1) The stereotype of the male nerd
"When you ask people to imagine a computer scientist, both men and women tend to picture a male nerd with poor social skills. This is a cliché with strong negative connotations. When I asked the young people in my survey why they thought so few women chose IT subjects, almost all of them pointed to this stereotypical image.
At the same time, a large number of high school students in my study thought that computer science is for ‘nerds' and that the subject requires no interaction with other people. As one female high school student put it, 'I don’t want to be chained to a screen all day'."
What we can do:
"Educational institutions should focus on communicating IT education in a way that actively counteracts stereotypes.
Educational institutions should focus on communicating IT education in a way that actively counteracts stereotypes.
We should carefully avoid tokenism – symbolic gestures such as having a woman present in pictures – and highlight examples of both female and male role models in the industry that demonstrate which jobs you can get with a technical education and how you can use software development to make a positive difference in the world.
In teaching, it is important that instructors use examples that are relevant to all students, and show that programming is used in all kinds of industries - not only in male-dominated fields."
2) Gender-biased expectations
"In Denmark as in other Western countries, there is a widespread notion that men are more apt at technical IT subjects, despite the fact that women have played a central role in the history of computer science.
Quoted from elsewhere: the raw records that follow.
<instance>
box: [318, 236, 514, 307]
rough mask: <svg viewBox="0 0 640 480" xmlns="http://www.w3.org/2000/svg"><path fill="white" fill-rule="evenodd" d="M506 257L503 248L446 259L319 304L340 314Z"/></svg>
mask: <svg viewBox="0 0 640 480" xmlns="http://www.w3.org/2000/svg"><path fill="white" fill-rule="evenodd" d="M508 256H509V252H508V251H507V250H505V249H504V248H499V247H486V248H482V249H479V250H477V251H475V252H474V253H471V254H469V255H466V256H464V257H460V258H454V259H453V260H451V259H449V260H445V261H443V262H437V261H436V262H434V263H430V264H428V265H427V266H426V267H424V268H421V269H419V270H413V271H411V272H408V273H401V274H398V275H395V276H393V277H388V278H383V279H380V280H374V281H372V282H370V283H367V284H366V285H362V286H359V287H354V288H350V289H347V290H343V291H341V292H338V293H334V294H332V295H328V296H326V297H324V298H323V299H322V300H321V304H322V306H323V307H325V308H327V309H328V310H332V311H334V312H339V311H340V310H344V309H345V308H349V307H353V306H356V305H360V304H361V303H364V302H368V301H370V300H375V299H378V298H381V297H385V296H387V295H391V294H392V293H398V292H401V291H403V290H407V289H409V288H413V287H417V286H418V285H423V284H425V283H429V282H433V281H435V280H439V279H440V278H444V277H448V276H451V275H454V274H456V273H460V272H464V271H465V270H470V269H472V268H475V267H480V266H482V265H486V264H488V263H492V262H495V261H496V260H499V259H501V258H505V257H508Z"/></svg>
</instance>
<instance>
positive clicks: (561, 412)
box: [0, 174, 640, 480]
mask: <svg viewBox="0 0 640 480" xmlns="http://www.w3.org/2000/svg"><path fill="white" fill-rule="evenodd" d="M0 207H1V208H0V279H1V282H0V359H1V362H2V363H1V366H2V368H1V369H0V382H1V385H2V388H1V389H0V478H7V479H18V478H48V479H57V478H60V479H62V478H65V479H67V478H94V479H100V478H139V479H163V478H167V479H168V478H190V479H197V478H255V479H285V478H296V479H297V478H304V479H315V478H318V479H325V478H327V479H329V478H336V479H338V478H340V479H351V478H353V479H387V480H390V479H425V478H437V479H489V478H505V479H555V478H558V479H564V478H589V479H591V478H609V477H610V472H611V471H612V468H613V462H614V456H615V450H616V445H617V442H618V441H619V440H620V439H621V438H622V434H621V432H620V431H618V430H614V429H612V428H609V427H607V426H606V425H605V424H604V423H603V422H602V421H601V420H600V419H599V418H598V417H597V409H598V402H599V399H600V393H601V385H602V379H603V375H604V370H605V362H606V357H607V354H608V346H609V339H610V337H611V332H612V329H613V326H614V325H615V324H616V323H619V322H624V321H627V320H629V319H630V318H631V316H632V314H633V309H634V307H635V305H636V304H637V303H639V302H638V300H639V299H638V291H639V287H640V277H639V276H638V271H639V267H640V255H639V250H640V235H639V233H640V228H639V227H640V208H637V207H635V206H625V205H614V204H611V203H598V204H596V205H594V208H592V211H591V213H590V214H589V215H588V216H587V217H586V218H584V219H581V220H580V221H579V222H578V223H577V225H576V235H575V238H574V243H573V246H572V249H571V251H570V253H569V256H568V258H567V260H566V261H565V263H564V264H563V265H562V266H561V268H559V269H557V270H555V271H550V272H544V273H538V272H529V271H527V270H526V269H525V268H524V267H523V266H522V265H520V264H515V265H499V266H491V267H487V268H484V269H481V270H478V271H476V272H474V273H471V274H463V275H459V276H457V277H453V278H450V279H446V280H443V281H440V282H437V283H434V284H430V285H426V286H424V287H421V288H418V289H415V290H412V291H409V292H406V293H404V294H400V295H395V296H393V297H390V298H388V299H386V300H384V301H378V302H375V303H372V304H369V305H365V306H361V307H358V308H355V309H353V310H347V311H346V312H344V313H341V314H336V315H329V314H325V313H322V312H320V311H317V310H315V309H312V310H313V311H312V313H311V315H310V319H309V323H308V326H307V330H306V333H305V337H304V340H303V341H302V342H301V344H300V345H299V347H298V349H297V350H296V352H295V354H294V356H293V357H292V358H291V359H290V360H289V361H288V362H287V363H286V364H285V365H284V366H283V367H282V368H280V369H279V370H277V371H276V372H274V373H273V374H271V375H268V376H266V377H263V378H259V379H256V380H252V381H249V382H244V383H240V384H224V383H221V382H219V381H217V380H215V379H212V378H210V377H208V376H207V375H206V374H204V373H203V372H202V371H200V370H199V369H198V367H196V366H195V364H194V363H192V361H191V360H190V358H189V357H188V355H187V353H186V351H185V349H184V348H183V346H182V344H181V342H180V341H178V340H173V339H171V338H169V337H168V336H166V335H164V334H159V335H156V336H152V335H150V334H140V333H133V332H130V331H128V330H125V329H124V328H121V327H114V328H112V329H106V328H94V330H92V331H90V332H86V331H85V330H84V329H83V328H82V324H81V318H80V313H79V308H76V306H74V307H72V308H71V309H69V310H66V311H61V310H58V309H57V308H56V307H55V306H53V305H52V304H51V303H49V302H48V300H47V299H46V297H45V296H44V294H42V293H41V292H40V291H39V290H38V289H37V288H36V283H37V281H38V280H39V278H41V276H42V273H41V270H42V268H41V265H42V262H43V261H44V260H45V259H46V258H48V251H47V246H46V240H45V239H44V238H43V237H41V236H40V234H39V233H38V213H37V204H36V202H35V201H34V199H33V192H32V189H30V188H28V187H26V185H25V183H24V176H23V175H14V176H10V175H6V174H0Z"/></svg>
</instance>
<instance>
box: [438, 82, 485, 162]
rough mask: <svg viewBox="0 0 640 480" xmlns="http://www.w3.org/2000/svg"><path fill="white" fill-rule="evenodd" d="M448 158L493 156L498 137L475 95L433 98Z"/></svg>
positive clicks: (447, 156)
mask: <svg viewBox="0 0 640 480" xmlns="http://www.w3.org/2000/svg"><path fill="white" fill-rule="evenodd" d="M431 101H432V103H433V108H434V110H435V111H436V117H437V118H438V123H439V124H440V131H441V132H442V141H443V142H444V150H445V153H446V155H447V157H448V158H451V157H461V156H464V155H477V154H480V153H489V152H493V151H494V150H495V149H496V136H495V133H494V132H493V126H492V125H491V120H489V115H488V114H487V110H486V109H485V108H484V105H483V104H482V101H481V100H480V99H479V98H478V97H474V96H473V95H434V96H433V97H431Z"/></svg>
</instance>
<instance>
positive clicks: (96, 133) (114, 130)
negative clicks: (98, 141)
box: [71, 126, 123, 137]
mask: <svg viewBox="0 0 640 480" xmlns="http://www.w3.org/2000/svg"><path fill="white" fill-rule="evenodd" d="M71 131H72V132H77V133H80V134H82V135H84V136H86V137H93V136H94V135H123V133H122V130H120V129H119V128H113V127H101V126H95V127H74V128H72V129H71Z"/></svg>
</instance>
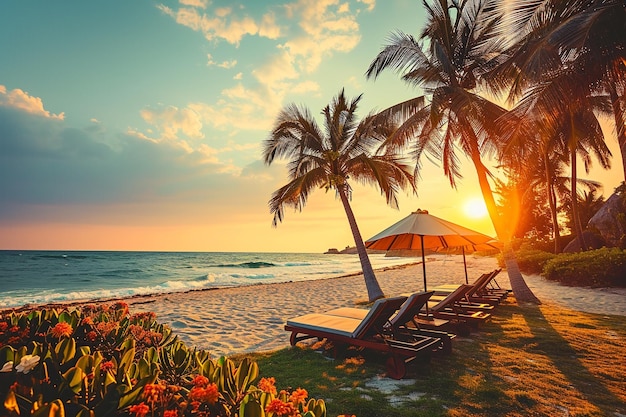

This preconception affects young people as well as their parents and teachers. For instance, I spoke with a high school student who said that 'programming is for boys', and some female ITU students told me that their families had been surprised by their choice of education.
A major international study with around 350,000 respondents showed that stereotypes about which gender is suited for certain science disciplines are very powerful if there is a large predominance of men in the field. This also applies in countries with high equality between the genders. So the predominance of men in computer science reinforces the notion that men are better suited for a career in this field.
The notion that women by nature are less suited for and less interested in tech and logical thinking is a cultural phenomenon that is widespread throughout the Western world. In other cultures, women actually outnumber men in computer science programmes. In Dubai, about 50% of computer science students are women, in Qatar it is 70% and in Malaysia 60%."
What we can do:
"It is necessary to have role models in the IT subjects that women can identify with – also among teachers and faculty.
In the marketing of computer science programs, role models can help demystify what you can do with an IT education.
In the marketing of computer science programs, role models can help demystify what you can do with an IT education. Female role models are of course important, but male role models also work – as long as they deviate from the stereotype of the anti-social nerd. For instance, many of the female software students I spoke with had been introduced to coding by their father, brother or partner."
3) Less familiarity with coding
"Research from Carnegie Mellon University shows that women in the computer science programme on average have far less previous coding experience than the male students when they enter the programme.
My survey among ITU students showed that this is also the case in Denmark. One of the female ITU students, for example, told me that some of her fellow students came with up to 10 years of programming experience, while she had learned programming from a two-hour online tutorial."
What we can do:
"It is a good idea to organize activities that introduce young women to software development and programming, which ITU for instance does through IT camps and coding cafés for female high school students.
»Since women typically arrive with less coding experience than male students, it is also important for schools to organize initiatives that make students without coding experience feel welcome and where they can find help and support. This signals that coding is for everyone.
Since women typically arrive with less coding experience than male students, it is important for schools to organize initiatives that make students without coding experience feel welcome and where they can find help and support.
In 2016, ITU introduced a voluntary introductory programming course before first semester and additional study help throughout the first semester. This was very well received by the students – in the survey, the students said that these initiatives had increased their confidence. This also applied to male students without programming experience. Basically, it's about ensuring that the programme is attractive and accessible to all the talents out there - women and men alike."